Sunday, September 11, 2016

1434, Gavin Menzies

1434:  The Year a Magnificent Chinese Fleet Sailed to Italy and Ignited the Renaissance by Gavin Menzies is an audio book that I picked up when looking for another book that was titled with a number.  This book claims that China inspired the renaissance and suggests that Da Vinci was really a decent draftsman, but not inventor.  Reviews of this book pretty consistently label it as fiction (as here in the Telegraph) or at least an effort by the author to willfully misconstrue "evidence."  This perception is not helped by his subsequent publication of a book on Atlantis.  Menzies is not taken seriously by any established historian.

Started:  09/09/2016
Completed: 09/10/2016
Recommendation: Not recommended
Recommended By:  Nobody

Review:

I stopped listening to this book part way through.  I enjoy history.  I have noticed that books that purport to be history, but are not, tend to give very detailed information about undisputed things and then make casual assertions about highly debatable things.  In this book, exhaustive analysis was provided for the location of certain islands (lat/long down to the the second) which is easily found numerous places.  Exhaustive analysis was given on plausible ways to calculate lat/long from information given by the star charts available to the Chinese in the 12-1400s.  No evidence was given, however, that any of the methods of calculation were actually used (the assertion that something could be done implied that it must have been done in that way).  I overlooked the assertion that because the Chinese used some method of calculating something like lat/long, then they must have known that the Earth was spherical, that they must have assigned lat/long, etc.  I also overlooked obvious non-correlations like the Chinese word for the distance of a star from Polaris being called "ascension."  The actual word is 入宿度 and I have no idea how to seek out the etymology of this word in Chinese, but I doubt seriously that it corresponds to "ascension" and it seems more likely that the word is simply translated to "ascension."  The author claims that the current European understanding of "ascension" comes from the Chinese which just seems remarkably unlikely given that the concept of "ascension" predates interaction between the cultures.

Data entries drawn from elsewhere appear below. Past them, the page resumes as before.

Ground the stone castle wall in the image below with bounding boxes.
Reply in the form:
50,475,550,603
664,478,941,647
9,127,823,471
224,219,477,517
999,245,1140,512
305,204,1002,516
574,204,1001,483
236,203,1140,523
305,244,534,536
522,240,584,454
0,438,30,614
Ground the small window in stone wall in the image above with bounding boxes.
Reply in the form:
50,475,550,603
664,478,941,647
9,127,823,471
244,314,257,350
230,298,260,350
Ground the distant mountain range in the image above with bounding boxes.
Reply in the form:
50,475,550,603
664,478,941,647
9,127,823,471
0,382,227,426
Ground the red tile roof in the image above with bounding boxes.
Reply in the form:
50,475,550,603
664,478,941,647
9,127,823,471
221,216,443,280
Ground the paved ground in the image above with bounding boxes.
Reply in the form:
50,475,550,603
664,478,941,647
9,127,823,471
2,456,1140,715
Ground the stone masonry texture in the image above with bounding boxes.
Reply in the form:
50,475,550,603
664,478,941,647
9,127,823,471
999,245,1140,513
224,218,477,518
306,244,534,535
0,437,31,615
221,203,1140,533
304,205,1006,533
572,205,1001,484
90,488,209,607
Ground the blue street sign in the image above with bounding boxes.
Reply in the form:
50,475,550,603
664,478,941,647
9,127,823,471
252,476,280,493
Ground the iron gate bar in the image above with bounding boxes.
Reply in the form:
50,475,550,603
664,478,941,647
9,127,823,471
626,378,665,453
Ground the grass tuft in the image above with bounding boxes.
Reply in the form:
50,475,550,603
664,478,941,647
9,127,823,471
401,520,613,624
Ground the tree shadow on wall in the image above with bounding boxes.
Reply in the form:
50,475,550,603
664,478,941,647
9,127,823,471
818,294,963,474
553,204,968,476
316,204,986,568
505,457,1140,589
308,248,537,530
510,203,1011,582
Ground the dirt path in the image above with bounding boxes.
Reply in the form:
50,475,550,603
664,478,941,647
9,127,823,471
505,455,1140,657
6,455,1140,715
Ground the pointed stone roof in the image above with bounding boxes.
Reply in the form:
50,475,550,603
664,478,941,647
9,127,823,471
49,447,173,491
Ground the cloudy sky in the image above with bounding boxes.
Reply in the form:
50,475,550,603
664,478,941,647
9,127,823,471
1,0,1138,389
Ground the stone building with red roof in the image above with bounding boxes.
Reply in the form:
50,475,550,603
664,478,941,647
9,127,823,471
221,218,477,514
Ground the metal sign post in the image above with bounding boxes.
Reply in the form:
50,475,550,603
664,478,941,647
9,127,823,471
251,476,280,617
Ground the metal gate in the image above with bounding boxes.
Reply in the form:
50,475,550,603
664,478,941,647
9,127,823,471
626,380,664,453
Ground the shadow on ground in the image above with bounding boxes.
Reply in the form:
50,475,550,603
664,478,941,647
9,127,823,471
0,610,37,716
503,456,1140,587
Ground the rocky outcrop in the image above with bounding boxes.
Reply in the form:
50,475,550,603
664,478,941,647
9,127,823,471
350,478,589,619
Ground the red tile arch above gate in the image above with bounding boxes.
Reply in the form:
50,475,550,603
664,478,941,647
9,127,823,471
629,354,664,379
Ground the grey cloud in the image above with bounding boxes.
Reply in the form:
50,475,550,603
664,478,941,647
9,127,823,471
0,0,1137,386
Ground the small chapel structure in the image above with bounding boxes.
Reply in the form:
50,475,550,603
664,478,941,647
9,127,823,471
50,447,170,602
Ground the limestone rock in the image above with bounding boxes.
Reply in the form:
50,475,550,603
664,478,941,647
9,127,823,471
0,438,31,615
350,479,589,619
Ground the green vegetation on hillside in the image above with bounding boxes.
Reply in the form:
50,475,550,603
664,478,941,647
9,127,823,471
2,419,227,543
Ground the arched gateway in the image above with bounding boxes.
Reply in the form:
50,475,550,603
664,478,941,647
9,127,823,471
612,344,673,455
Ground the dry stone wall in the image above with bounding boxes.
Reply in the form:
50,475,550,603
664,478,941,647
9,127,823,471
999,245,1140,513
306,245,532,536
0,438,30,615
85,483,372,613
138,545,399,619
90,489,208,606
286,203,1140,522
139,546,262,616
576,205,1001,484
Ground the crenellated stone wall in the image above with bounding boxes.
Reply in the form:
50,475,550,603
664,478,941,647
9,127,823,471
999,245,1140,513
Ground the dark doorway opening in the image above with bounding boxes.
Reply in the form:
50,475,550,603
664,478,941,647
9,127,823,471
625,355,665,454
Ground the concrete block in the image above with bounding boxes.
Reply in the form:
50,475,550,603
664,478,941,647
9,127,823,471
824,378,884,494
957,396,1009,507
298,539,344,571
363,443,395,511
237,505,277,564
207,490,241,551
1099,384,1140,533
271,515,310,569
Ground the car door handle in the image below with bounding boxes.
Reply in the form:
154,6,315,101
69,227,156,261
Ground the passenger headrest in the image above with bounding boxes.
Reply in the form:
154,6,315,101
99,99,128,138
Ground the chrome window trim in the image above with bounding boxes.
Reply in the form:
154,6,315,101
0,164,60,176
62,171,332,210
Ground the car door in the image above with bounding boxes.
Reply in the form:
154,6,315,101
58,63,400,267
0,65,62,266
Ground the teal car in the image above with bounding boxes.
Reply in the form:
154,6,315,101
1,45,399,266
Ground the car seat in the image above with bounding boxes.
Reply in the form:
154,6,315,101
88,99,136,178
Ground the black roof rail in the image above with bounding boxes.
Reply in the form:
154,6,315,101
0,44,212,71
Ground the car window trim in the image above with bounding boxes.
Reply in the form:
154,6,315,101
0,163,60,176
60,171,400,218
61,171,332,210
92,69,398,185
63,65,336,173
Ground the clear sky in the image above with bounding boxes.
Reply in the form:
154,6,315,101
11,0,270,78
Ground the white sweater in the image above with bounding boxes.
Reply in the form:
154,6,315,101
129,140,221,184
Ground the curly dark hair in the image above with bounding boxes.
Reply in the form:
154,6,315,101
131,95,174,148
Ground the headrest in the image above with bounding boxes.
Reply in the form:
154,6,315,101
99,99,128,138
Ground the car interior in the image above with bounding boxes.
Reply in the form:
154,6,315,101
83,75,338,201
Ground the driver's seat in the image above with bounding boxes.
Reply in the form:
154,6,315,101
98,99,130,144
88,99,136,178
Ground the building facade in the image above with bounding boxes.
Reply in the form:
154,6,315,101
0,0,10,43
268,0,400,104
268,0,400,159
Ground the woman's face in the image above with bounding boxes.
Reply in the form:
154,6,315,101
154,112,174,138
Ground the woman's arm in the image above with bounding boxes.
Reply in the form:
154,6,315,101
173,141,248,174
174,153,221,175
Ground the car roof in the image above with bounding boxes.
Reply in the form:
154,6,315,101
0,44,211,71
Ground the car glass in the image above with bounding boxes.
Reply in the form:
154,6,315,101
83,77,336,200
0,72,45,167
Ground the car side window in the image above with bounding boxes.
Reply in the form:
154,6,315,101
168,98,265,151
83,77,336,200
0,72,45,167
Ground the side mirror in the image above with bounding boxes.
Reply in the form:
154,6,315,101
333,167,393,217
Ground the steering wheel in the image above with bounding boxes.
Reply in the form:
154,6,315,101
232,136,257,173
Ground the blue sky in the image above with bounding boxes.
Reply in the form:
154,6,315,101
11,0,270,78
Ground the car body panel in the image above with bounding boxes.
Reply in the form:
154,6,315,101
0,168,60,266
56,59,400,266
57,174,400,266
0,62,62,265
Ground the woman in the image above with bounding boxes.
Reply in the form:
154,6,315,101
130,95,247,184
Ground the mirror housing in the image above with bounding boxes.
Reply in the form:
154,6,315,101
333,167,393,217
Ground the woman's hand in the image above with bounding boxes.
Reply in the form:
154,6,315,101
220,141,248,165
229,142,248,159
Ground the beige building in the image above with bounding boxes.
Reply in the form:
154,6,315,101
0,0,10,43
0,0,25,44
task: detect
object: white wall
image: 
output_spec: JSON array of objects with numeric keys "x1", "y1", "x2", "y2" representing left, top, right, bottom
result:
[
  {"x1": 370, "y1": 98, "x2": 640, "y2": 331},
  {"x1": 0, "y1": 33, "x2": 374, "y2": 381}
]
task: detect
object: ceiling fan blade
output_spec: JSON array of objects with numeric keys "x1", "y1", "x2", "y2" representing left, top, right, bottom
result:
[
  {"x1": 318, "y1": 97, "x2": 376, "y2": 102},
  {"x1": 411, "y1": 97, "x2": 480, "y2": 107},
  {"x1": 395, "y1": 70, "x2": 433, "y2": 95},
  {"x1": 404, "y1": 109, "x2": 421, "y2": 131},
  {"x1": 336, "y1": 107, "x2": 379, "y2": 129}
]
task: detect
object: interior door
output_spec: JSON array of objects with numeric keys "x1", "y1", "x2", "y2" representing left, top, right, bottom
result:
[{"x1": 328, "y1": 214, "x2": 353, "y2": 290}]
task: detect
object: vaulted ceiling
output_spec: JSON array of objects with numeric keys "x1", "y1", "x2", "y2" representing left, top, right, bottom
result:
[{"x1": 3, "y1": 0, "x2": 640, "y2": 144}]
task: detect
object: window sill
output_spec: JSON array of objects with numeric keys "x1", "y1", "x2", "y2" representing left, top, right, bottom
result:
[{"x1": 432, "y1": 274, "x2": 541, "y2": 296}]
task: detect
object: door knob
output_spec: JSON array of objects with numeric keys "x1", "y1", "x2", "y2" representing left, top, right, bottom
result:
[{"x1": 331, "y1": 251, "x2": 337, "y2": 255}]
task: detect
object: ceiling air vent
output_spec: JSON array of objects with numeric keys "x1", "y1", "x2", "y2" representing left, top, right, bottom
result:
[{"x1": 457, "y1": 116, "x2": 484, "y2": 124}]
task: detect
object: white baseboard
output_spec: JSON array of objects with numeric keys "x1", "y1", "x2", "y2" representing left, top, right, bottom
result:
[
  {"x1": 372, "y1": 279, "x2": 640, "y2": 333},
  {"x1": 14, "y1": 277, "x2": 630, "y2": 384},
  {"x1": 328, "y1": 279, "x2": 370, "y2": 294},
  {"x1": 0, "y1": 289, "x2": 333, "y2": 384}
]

What really got me, however, was the discussion of the attire of students at Al-Azhir University in Cairo, Egypt being the ancestral source of the clothing worn at Oxford, England.  There is little doubt that the 11th century University predates Oxford (founded in 1326).  But the similarity in attire is surface only and it seems highly unlikely that a Muslim practice which originated at the same time as the crusades started would be adopted by a Christian nation.  Moreover, the Oxford attire is characterized by a hood (worn for warmth) which is not present at all in the attire of Al-Azhir.  The assertion that one derived from the other was thrown off as a casual comment in the work, but it stopped me cold.  If it were true, then it would suggest an enormous influence over education between the Muslim and Christian world.  While such a link is clearly possible (they had in common the works of the Ancient Greeks and Ancient Romans), to suggest such a strong link that the English even don the style of the Muslim's dress seems to suggest an intimate relationship and even a paternal relationship which simply does not exist.

That this was casually thrown out by the author with none of the detailed certification linked to the obvious facts and the nonsensical use of a translated word to imply derivation suggested to me that this author was no historian at all.  Further research bore this out.  I wish I could enjoy whatever portion of his work is genuine, but it is so entwined with what can only be described as fanciful that I cannot figure out how to resolve one from the other.  I'd rather not have such a combination lingering in my subconscious, so I stopped listening to the book.